The secondary treatment system – countercurrent low-load aeration process – consists of a circular tank having an outer ring for aeration, and inner-circular tank for final clarification. The treatment system is equipped with blowers, rotating bridge with fine-diffused aerators, sludge-thickening pit, and return-sludge station.
After pretreatment, the wastewater enters the outer-ring aeration tank, where it comes in contact with the flocculated activated sludge. Here, it is aerated and agitated until the total organic pollution has been aerobically decomposed by microorganisms in the presence of oxygen.
The countercurrent low-load aeration process utilizes the principle of diffused aeration in horizontally moving streams. In vertical or conventional diffused-air systems, the ascending air bubbles rise to approximately the same place – creating a vertical updraft of the water towards the surface. Since the air bubbles rise quickly, detention time is short. Consequently, oxygen transfer rates are low.

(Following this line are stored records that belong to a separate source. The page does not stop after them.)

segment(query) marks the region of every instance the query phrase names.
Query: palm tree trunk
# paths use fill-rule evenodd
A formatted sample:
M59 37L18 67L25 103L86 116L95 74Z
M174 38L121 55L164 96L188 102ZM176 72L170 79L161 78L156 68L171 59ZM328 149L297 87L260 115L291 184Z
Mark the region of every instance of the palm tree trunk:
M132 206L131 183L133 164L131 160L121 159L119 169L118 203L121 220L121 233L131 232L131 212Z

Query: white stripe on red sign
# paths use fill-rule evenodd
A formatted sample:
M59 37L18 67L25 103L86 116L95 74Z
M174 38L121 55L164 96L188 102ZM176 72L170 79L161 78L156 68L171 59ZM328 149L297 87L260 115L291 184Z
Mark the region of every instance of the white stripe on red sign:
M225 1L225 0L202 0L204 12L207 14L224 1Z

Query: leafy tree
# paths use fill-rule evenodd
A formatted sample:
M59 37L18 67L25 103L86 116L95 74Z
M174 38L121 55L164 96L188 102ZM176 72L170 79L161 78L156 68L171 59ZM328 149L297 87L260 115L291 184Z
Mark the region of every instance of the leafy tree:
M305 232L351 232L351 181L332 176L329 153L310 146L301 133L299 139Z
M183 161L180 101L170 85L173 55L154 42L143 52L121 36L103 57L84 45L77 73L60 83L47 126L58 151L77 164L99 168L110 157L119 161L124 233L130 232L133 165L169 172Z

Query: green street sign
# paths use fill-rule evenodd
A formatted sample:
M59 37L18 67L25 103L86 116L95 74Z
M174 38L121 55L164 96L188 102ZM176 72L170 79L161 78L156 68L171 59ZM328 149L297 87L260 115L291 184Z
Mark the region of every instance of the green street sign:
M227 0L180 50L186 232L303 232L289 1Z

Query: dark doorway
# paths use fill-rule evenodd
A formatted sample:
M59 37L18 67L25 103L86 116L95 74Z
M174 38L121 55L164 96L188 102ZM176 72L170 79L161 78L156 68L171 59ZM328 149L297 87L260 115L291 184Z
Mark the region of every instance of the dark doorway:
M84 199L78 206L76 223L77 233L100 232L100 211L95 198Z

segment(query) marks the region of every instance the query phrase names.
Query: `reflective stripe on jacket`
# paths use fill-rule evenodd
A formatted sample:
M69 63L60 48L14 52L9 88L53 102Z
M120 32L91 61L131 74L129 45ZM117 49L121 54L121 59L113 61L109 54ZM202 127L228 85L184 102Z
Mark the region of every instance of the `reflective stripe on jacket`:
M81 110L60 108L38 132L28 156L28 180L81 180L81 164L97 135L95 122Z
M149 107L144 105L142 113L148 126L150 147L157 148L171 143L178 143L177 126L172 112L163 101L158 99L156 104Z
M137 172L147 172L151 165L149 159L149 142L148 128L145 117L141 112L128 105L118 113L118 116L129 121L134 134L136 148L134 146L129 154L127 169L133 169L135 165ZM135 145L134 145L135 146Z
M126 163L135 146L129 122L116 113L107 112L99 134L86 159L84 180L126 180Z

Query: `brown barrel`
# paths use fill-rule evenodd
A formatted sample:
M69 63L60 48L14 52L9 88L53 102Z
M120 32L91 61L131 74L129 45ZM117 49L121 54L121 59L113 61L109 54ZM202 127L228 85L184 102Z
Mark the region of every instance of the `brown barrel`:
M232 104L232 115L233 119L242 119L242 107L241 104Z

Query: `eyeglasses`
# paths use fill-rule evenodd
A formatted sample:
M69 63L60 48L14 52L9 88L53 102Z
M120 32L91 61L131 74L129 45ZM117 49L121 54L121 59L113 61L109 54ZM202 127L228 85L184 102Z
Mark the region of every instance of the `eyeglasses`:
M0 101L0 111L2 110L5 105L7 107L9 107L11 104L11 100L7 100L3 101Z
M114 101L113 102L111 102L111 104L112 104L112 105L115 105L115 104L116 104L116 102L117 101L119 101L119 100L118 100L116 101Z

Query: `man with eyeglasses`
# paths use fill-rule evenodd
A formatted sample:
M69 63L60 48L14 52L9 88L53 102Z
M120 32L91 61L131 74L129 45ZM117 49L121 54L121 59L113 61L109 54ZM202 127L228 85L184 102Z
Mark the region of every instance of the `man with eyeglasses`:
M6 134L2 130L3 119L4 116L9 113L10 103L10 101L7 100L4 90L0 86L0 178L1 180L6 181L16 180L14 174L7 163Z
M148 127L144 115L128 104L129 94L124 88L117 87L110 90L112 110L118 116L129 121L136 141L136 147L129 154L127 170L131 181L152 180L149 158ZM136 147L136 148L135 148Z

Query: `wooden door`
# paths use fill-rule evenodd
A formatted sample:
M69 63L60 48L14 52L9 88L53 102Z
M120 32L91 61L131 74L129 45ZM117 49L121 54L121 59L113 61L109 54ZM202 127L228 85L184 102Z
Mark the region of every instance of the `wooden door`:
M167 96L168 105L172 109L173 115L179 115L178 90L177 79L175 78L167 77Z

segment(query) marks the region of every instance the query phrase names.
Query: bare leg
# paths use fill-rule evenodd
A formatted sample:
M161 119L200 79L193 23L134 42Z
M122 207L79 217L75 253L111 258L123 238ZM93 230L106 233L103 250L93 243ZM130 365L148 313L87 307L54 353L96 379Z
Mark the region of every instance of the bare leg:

With a horizontal current, the air bubbles are deflected by the laterally moving liquid – causing them to ascend slowly over a diagonal path to the surface. This longer detention time permits a greater oxygen transfer between the air and wastewater.
After sufficient aeration, the mixed liquor-activated sludge flows through a pipe into the clarifier tank. Sludge settles to the bottom of the tank, while the purified effluent passes the overflow weir, is chlorinated, and leaves the system.
The settled sludge in the clarifier tank is transferred to the return sludge station via a screw pump. Approximately 90% of the activated sludge is returned to the system, with the remainder being wasted to the sludge thickening pit; where it is allowed to decant for further thickening. From the pit, the sludge is pumped to storage tanks. Periodically, the sludge is hauled away in tank trucks and spread on agricultural land.
RESULTS: The pretreatment and secondary treatment system at College Hill Poultry have cut BOD 99.7%, SS 98.7%, Ammonia-Nitrogen 97.3%, and phosphate 95.1% bringing the company into compliance with the state’s stringent discharge standards. In addition, the grease and oil loads in the effluent have been reduced to 4.6 mg/l.
The unique equipment/treatment combination is recovering valuable byproducts for rendering, and is oxidizing the remaining organic pollutants into a totally stabilized sludge with a nearly complete nitrified effluent.